The politician who – though certainly neither fatherly nor head-masterly himself – did most to perpetuate what was essentially a fantastic, rather than realistic, vision of modern Britain was Benjamin Disraeli. It is often said that Disraeli was a cynic; but if so he was the most formidable kind, one who at least half believes the fantasies he manipulates. Take a look at his Buckinghamshire country house, Hughenden Manor, with its stupendous over-decoration (unerringly like Osborne House); imagine its terraces full of peacocks, and the sense of Disraeli the sorcerer – or ‘magician’, as his friends and enemies liked to say – becomes more plausible.
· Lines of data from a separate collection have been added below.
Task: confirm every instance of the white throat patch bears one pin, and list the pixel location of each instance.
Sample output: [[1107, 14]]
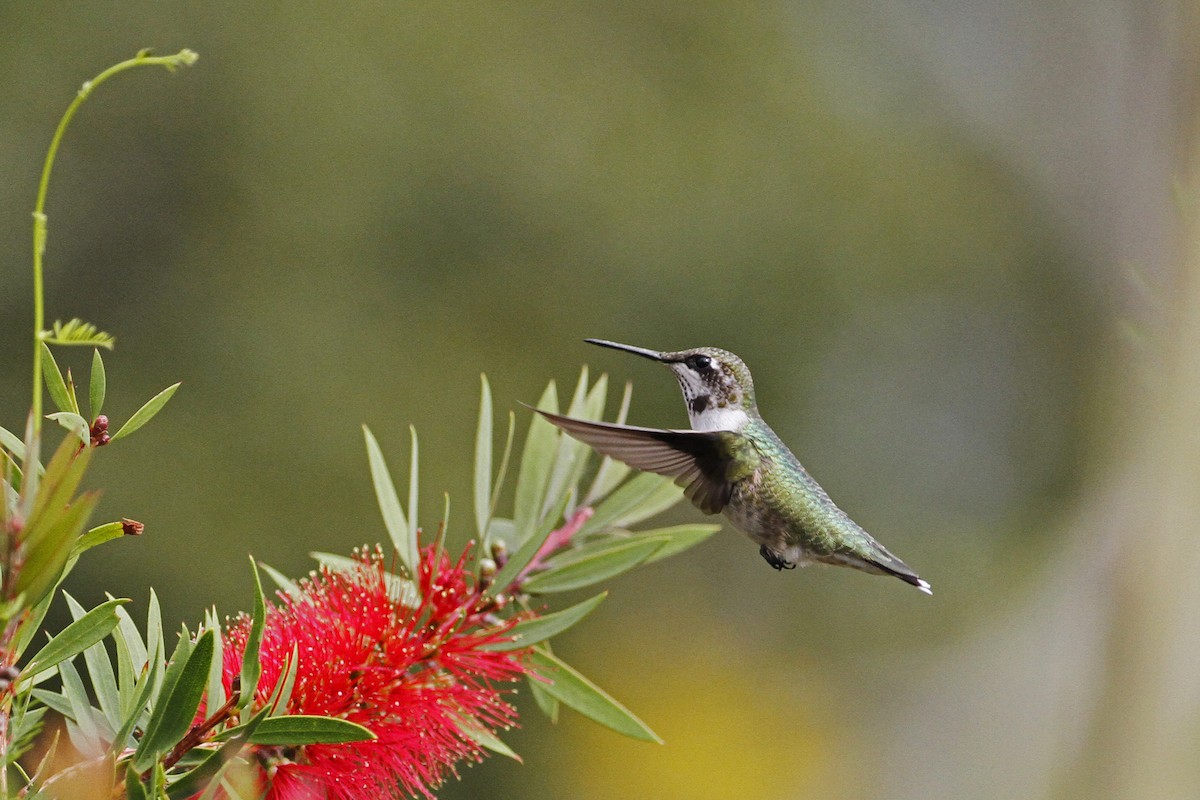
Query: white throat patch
[[719, 419]]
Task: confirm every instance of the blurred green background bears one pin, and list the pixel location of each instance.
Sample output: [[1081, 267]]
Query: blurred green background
[[942, 236]]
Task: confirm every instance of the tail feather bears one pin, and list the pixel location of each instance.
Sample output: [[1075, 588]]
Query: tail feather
[[894, 566]]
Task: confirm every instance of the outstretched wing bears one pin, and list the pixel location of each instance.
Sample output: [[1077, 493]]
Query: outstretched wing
[[705, 463]]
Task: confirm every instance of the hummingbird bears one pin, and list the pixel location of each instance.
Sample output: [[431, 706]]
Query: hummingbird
[[731, 462]]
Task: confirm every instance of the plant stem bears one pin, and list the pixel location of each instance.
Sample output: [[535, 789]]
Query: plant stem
[[184, 58]]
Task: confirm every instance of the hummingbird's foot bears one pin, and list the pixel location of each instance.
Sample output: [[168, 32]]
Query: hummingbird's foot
[[774, 559]]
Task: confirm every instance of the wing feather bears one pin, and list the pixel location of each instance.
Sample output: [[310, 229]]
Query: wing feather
[[699, 461]]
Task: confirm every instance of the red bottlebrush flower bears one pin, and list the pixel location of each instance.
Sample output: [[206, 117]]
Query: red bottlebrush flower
[[407, 674]]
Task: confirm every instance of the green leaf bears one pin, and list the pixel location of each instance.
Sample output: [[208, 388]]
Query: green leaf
[[678, 539], [145, 413], [281, 696], [521, 559], [97, 535], [54, 527], [12, 443], [208, 773], [484, 458], [84, 733], [54, 383], [214, 693], [100, 669], [63, 477], [251, 668], [412, 494], [283, 582], [77, 332], [546, 703], [484, 738], [611, 471], [177, 703], [75, 423], [641, 497], [501, 474], [570, 453], [539, 629], [300, 729], [593, 567], [537, 459], [133, 787], [389, 505], [580, 693], [132, 638], [403, 589], [96, 385]]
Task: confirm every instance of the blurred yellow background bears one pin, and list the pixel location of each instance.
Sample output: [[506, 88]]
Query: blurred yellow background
[[942, 235]]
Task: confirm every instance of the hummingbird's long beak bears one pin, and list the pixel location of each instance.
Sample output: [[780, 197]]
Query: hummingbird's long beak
[[653, 355]]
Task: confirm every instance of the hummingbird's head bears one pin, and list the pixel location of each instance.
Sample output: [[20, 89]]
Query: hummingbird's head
[[717, 385]]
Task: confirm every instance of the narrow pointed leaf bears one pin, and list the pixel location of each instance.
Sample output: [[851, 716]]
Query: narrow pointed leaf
[[389, 505], [580, 693], [54, 383], [97, 385], [546, 703], [214, 693], [75, 638], [533, 631], [485, 738], [521, 559], [594, 567], [611, 471], [570, 451], [641, 497], [133, 787], [207, 775], [484, 458], [537, 459], [12, 443], [84, 734], [48, 552], [281, 696], [97, 535], [300, 729], [100, 669], [286, 584], [251, 668], [60, 481], [412, 493], [75, 423], [177, 703], [679, 537], [403, 589], [145, 413]]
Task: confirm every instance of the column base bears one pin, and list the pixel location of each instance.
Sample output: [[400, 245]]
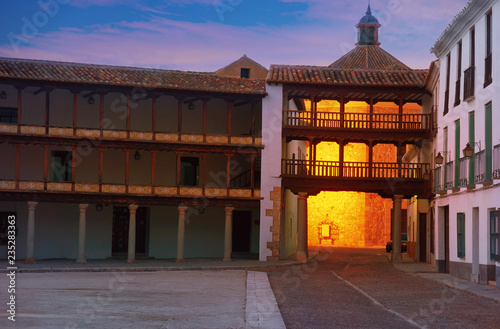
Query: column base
[[301, 257], [30, 260]]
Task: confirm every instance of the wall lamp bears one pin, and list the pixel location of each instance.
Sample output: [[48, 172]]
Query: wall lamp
[[469, 150], [439, 159]]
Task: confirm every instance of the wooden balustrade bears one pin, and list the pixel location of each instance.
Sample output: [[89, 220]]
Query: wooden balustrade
[[383, 121], [333, 169]]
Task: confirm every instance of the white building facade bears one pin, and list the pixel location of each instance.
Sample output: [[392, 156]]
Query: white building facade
[[467, 203]]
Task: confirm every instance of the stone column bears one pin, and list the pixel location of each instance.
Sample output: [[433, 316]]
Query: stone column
[[228, 235], [302, 228], [180, 234], [30, 244], [81, 234], [131, 234], [396, 231]]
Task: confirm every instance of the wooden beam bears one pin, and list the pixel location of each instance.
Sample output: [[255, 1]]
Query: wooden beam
[[153, 167]]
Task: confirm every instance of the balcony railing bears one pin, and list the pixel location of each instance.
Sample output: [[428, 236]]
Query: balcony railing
[[464, 172], [293, 167], [438, 181], [383, 121], [480, 167], [146, 136], [449, 175], [469, 83], [488, 78], [496, 162], [121, 189]]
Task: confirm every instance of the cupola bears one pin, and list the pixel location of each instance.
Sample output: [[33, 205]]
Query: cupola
[[368, 29]]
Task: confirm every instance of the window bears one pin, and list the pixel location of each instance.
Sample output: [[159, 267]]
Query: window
[[461, 235], [472, 137], [457, 153], [489, 47], [190, 171], [495, 235], [470, 73], [61, 166], [8, 114], [459, 74], [245, 73], [4, 224], [489, 142], [447, 92]]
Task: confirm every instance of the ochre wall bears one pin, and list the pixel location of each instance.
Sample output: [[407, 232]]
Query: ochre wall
[[363, 219]]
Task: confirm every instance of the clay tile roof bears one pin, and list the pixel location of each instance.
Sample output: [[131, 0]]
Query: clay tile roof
[[323, 75], [76, 73], [369, 58]]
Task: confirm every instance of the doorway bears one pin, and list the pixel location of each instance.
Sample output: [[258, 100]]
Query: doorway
[[422, 237], [242, 233], [119, 241]]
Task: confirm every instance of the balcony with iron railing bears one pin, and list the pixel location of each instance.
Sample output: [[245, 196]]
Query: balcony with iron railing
[[496, 162], [457, 92], [449, 175], [464, 172], [438, 181], [480, 167], [469, 83]]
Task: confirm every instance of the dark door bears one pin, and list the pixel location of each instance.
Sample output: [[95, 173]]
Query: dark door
[[447, 238], [121, 216], [422, 237], [190, 171], [242, 227]]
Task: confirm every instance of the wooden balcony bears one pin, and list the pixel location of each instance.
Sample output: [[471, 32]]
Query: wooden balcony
[[386, 179], [356, 126], [49, 191], [118, 138]]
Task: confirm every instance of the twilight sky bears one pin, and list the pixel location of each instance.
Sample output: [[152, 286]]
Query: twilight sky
[[205, 35]]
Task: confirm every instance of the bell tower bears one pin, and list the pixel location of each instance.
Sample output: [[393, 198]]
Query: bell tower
[[368, 29]]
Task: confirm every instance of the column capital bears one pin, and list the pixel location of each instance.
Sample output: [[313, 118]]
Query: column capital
[[303, 196], [229, 210], [182, 209], [133, 208], [32, 205]]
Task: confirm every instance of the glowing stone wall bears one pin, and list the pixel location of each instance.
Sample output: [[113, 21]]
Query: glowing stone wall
[[362, 219]]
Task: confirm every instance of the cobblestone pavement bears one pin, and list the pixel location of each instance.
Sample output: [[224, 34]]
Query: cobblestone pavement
[[359, 288]]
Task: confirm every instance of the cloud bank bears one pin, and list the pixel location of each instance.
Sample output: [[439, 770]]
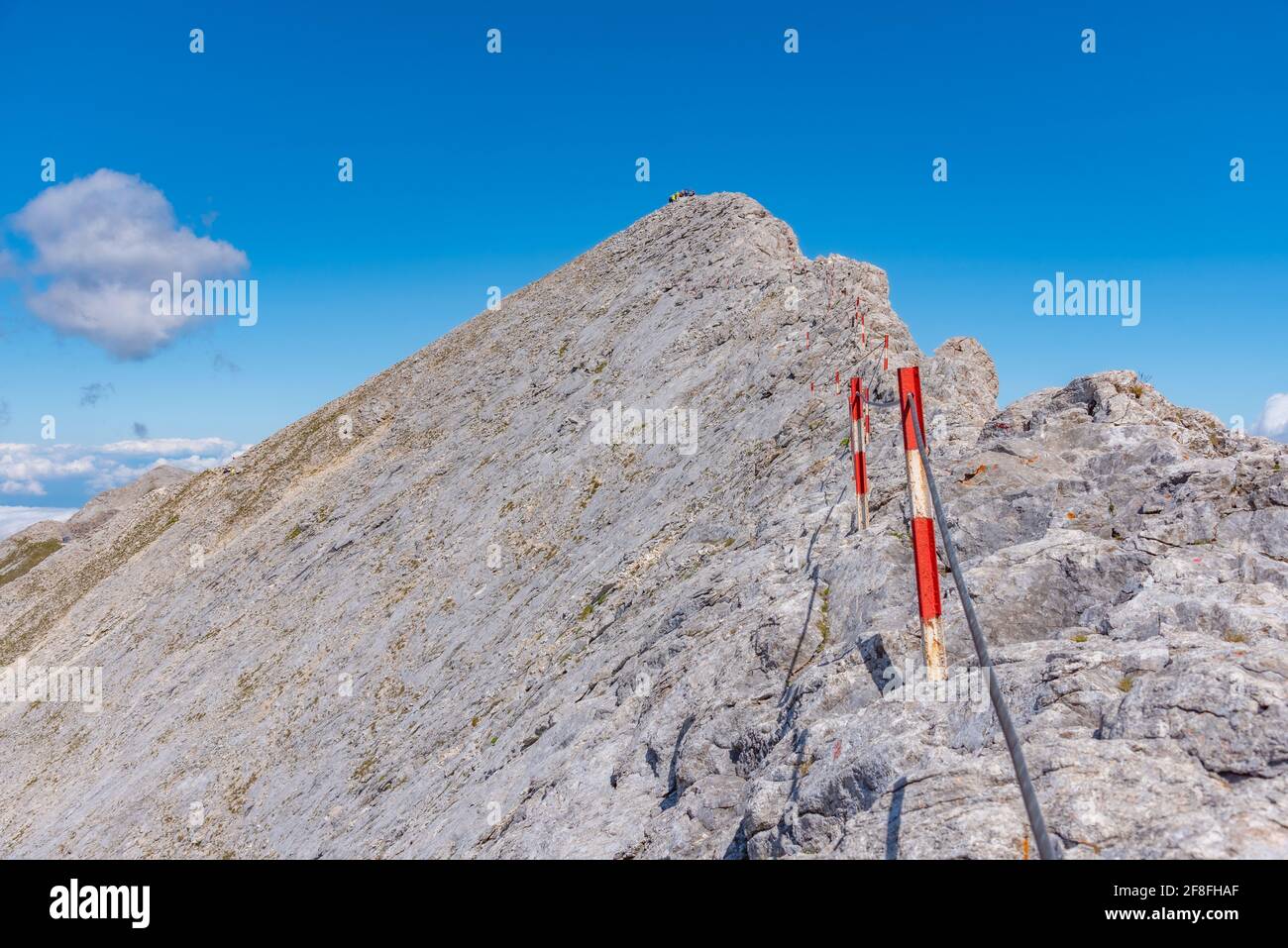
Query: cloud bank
[[98, 244], [1274, 417], [27, 471], [13, 519]]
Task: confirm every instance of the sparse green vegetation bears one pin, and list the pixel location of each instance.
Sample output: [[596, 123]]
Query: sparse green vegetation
[[592, 603]]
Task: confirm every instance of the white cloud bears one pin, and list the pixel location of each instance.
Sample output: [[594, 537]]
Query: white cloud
[[99, 243], [13, 519], [29, 469], [1274, 417]]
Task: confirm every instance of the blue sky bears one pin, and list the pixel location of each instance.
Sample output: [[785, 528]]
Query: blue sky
[[473, 170]]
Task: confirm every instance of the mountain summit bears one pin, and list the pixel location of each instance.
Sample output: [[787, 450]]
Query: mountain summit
[[580, 579]]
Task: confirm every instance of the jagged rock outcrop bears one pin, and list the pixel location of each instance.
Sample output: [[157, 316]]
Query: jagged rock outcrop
[[439, 618]]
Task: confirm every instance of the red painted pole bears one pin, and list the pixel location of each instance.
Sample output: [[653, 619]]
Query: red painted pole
[[859, 447], [922, 530]]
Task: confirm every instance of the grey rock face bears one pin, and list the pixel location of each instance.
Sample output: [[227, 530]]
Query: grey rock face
[[439, 617]]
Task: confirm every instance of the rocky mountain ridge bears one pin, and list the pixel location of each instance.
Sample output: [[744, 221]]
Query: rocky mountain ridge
[[438, 618]]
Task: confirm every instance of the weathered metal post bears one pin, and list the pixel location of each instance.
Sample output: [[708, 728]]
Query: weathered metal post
[[925, 561], [859, 446]]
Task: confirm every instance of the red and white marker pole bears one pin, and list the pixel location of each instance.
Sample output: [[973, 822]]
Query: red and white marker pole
[[859, 446], [922, 531]]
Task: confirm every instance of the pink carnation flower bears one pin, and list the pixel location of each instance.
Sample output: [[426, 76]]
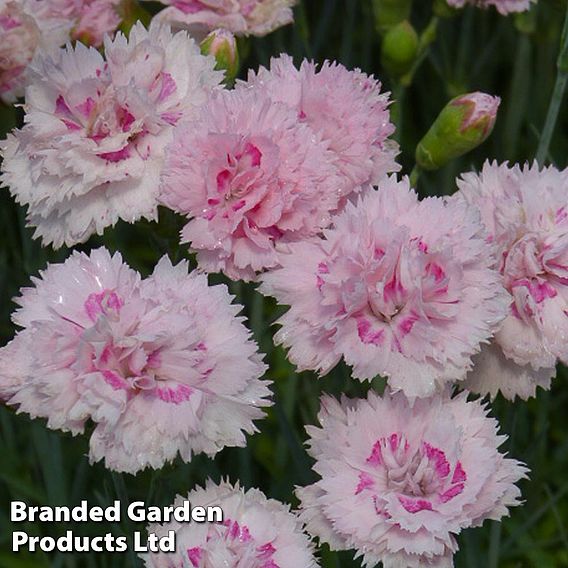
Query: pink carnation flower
[[399, 481], [397, 287], [162, 366], [503, 6], [346, 108], [26, 26], [91, 19], [241, 17], [256, 532], [249, 177], [92, 149], [526, 215]]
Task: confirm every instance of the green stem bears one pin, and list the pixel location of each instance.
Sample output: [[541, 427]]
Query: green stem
[[427, 38], [557, 96], [494, 545]]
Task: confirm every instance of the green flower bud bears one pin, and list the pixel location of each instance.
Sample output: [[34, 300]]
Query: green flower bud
[[223, 46], [399, 49], [389, 13], [443, 10], [464, 123], [130, 12]]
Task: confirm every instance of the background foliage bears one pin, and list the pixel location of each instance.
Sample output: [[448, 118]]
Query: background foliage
[[476, 50]]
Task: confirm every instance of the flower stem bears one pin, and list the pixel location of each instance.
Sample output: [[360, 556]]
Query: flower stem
[[427, 38], [557, 96], [494, 545], [414, 176]]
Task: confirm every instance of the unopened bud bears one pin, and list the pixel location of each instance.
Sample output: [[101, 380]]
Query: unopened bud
[[389, 13], [464, 123], [130, 12], [223, 46], [399, 49]]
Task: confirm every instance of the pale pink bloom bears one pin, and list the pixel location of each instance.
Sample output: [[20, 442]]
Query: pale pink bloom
[[503, 6], [256, 532], [398, 287], [526, 215], [241, 17], [91, 19], [346, 108], [399, 481], [92, 149], [26, 26], [250, 177], [162, 366]]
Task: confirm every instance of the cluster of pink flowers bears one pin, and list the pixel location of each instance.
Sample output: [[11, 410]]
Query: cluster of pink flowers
[[283, 179], [398, 287], [503, 6], [262, 167], [162, 365], [26, 26], [399, 481], [256, 532], [241, 17], [92, 149]]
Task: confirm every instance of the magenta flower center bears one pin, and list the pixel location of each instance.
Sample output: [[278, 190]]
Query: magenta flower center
[[534, 270], [130, 362], [422, 478], [387, 295], [231, 544]]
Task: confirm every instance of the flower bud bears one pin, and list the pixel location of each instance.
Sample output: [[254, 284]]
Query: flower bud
[[389, 13], [464, 123], [223, 46], [443, 10], [399, 49]]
One of the worst things his enemy, William Gladstone, thought up to say about Disraeli was to call him ‘Asiatic’, by which he meant constitutionally irresponsible, amoral and shamelessly devoted to pleasure, self-indulgence and dandyism. But the real magic of Disraeli’s public as well as private personality was to make precisely these human foibles and imperfections the mark, not of the foreigner but of the deep-dyed Englishman. It is easy to overdo the stereotype of his exoticism. After all his father, Isaac, lived the life of a country gentleman with literary pursuits; and one of Benjamin’s brothers was a gentleman–farmer. If Disraeli himself was happy in town, he was equally happy strolling through the grounds and gardens of Hughenden, relishing his view of the Chilterns. It was not just as the aristocracy’s pet Jew – so clever, so amusing – that he returned the favour by sentimentalizing them. He genuinely believed (against what we now know to be the historical truth) that amidst what he called the ‘wreck of nations’ England’s aristocratic constitution had survived because it had always been permeable to those who sought to live by the ‘principle of our society, which is to aspire and excel’.